Gilmore can no longer count the number of matchups he’s had with Jeffery, but the cornerback has spent this week studying their most monumental matchup: Super Bowl LII. Jeffery and the Eagles defeated Gilmore’s Patriots — though Gilmore didn’t allow Jeffery to catch a single pass against him. New England started the game with cornerback Eric Rowe on Jeffery, but when the wideout quickly managed three catches for 73 yards and a touchdown, the Patriots made the switch and reunited Gilmore with his old friend — and, simultaneously, his longstanding bitter rival.
“I couldn’t let him have no bragging rights against me. Little flashbacks (to South Carolina). It was fun,” Gilmore said. “It’s a hard one. Sometimes it don’t go your way, but it’s all love. I’m happy for him. He talked a little trash, but it’s all love.”
He added: “You watching the game and you’re learning from it. … It’s not a good feeling. There’s nothing you can do about it. Just try to not let it happen again, not lose again.”
Gilmore and Jeffery seemed to have a few traditions as friends, like taking the first one-on-one every day at South Carolina. Another one: They don’t talk in the week leading up to a matchup. During Super Bowl week in February 2018, they didn’t call, didn’t text and didn’t speak.
“I haven’t talked to him this week,” Jeffery told reporters in Minnesota. “I’m pretty sure he feels the same way. It’s nothing on purpose. I play for the Eagles. Ain’t no friends. None of that. It is what it is.”
So as they prepare for another matchup, the tradition is back on.
“Not this week, no not this week,” Gilmore said when asked about communicating with Jeffery. “This week I’m just trying to go there and compete against them.”

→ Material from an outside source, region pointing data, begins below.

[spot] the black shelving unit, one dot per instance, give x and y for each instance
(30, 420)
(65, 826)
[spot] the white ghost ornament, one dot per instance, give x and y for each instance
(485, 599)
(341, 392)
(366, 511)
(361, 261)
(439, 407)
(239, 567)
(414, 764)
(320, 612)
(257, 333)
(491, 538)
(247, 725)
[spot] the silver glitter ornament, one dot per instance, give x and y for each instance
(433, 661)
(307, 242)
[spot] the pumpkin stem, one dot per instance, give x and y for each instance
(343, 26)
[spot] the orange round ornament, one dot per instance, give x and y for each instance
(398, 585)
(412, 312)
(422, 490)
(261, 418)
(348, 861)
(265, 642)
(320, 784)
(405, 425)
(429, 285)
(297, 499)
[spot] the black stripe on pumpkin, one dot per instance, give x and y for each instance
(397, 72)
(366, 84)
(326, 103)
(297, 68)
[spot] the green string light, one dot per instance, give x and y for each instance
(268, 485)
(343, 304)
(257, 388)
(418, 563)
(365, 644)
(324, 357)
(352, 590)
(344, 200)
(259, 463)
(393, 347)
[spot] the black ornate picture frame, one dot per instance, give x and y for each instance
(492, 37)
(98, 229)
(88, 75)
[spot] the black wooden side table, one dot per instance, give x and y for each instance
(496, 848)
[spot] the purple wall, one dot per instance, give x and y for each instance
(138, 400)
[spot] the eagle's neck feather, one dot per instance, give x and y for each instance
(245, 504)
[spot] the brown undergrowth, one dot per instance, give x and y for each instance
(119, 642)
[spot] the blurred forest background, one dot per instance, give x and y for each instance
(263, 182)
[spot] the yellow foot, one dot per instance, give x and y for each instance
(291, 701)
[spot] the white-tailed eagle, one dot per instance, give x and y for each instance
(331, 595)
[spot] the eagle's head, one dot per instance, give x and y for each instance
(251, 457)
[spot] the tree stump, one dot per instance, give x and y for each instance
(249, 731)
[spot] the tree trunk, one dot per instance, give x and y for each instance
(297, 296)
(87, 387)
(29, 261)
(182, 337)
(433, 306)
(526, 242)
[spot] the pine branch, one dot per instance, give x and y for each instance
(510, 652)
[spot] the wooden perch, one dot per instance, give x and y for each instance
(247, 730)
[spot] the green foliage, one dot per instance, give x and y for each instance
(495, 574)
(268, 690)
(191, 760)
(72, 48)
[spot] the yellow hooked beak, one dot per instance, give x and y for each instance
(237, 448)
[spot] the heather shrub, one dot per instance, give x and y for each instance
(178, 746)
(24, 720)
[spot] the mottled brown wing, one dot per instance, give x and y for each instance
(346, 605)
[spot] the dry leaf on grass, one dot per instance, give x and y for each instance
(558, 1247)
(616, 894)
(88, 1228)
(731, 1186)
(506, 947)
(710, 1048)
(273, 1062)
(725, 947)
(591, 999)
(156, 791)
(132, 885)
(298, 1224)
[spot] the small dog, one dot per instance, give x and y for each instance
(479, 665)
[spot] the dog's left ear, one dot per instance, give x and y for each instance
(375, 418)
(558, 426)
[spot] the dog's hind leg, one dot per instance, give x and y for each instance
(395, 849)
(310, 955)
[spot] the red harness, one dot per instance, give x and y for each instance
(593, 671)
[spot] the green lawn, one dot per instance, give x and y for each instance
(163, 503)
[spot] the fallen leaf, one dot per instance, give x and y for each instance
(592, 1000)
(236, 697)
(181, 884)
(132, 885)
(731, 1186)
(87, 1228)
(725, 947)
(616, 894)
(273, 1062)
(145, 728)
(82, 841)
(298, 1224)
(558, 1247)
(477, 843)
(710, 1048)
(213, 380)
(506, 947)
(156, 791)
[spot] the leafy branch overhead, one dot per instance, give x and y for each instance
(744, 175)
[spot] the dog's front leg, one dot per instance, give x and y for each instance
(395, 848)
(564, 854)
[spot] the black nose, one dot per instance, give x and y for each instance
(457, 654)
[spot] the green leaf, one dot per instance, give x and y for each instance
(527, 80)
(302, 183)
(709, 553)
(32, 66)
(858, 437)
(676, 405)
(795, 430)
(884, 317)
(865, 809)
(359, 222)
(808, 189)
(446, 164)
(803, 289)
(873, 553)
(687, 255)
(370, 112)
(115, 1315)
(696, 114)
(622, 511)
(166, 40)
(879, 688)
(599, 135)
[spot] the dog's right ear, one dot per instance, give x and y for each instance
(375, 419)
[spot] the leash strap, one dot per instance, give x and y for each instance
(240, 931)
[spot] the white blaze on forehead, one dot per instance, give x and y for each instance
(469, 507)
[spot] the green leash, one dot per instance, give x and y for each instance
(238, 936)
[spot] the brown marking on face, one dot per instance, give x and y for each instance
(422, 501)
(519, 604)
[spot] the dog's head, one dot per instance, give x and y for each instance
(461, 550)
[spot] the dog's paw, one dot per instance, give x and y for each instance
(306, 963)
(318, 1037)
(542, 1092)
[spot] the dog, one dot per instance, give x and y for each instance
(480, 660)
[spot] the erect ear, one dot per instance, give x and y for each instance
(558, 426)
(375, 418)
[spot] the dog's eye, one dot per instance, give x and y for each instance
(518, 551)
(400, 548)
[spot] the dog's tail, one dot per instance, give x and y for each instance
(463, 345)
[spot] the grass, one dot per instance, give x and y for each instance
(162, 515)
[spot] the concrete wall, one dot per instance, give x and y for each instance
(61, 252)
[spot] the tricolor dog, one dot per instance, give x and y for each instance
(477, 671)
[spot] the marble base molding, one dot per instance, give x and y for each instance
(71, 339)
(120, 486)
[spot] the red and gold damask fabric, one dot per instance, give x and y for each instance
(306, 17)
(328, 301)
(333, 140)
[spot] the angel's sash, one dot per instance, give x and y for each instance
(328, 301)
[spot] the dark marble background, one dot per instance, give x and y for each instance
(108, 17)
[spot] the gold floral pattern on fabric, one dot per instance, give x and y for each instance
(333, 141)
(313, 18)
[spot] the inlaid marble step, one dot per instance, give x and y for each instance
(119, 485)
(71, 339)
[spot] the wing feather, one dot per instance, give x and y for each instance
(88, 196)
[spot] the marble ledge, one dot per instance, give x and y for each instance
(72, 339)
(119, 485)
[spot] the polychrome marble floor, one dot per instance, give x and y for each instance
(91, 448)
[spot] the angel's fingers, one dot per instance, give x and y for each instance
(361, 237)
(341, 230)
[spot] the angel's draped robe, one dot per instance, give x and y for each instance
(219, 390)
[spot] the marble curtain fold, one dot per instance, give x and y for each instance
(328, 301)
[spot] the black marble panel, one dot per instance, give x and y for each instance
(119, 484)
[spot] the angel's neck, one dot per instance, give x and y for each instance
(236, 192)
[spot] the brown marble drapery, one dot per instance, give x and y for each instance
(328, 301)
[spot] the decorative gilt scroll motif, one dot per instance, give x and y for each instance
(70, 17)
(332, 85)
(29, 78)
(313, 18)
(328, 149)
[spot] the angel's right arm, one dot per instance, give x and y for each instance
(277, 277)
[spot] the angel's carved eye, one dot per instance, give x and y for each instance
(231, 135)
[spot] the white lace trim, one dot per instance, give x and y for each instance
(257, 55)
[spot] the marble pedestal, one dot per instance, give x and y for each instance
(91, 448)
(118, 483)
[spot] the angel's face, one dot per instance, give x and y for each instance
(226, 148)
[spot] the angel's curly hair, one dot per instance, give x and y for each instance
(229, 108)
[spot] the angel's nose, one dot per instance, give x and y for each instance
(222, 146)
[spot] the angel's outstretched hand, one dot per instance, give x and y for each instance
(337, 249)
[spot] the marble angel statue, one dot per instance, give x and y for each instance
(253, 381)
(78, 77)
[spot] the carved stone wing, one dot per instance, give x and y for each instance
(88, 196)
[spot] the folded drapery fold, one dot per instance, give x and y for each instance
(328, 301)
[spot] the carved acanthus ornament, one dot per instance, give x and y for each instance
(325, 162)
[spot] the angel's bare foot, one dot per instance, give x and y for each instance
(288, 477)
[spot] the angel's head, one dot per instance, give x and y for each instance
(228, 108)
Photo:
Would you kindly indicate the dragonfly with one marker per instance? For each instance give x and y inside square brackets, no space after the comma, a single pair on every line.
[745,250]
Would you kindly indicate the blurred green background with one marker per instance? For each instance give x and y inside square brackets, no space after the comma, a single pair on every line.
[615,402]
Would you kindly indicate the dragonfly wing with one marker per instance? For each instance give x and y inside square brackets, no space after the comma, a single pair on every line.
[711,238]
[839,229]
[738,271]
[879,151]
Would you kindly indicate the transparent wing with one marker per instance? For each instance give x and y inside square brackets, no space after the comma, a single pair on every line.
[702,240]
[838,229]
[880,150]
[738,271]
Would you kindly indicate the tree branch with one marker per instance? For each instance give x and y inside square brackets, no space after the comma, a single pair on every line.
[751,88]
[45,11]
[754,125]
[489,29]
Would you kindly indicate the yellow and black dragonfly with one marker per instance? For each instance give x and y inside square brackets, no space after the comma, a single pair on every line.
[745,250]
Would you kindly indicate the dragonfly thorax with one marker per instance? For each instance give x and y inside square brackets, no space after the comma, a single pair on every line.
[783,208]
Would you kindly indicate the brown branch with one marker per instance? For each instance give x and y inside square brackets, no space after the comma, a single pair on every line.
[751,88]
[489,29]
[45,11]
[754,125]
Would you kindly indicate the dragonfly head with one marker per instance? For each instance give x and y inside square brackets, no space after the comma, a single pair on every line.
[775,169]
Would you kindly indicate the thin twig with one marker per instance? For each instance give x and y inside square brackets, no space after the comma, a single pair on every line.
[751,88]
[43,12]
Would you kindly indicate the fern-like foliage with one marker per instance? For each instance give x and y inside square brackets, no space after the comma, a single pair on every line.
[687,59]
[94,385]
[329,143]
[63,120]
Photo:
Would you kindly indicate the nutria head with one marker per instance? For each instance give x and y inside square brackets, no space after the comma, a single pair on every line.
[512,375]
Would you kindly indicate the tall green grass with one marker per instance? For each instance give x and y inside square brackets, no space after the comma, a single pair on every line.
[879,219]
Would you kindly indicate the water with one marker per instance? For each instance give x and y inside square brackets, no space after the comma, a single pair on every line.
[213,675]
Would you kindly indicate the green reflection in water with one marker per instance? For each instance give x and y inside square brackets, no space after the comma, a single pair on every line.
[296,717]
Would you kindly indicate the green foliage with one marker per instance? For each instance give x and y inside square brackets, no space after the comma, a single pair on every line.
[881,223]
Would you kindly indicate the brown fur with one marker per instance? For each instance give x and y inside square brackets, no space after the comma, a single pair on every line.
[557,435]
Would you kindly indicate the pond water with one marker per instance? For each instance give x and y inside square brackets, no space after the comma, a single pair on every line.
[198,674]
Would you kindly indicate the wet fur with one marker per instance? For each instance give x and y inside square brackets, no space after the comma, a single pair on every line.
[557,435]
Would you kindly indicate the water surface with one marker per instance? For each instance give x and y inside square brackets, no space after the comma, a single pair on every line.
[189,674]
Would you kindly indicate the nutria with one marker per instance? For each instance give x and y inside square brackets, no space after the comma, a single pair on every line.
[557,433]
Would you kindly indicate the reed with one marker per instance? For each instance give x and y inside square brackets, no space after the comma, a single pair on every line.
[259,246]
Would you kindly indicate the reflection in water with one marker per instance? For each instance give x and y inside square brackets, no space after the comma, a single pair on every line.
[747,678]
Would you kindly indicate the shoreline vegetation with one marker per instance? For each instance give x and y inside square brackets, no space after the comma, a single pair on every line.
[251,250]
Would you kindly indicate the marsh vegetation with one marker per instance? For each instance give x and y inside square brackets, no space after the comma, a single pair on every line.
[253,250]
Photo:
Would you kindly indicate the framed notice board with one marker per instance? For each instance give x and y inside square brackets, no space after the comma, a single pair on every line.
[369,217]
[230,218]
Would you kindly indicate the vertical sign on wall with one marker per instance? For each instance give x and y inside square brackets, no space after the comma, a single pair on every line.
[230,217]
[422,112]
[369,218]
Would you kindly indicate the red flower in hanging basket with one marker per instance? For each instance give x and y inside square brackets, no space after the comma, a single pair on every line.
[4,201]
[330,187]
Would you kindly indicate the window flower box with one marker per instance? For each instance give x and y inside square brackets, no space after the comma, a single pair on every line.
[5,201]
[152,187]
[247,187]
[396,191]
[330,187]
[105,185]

Jeffery is slogging his way through a down year of production (34 catches, 353 yards, 3 touchdowns), and missed practices with an ankle injury this week. Gilmore, meanwhile, has established himself as one of the best cornerbacks in the league. Perhaps this time, the matchup doesn’t look quite as even as it did in 2009 or in Super Bowl LII. Still, if Gilmore is assigned to cover Jeffery, it’s easy to imagine eyes naturally straying to their contest, which may look a bit like a fight between brothers.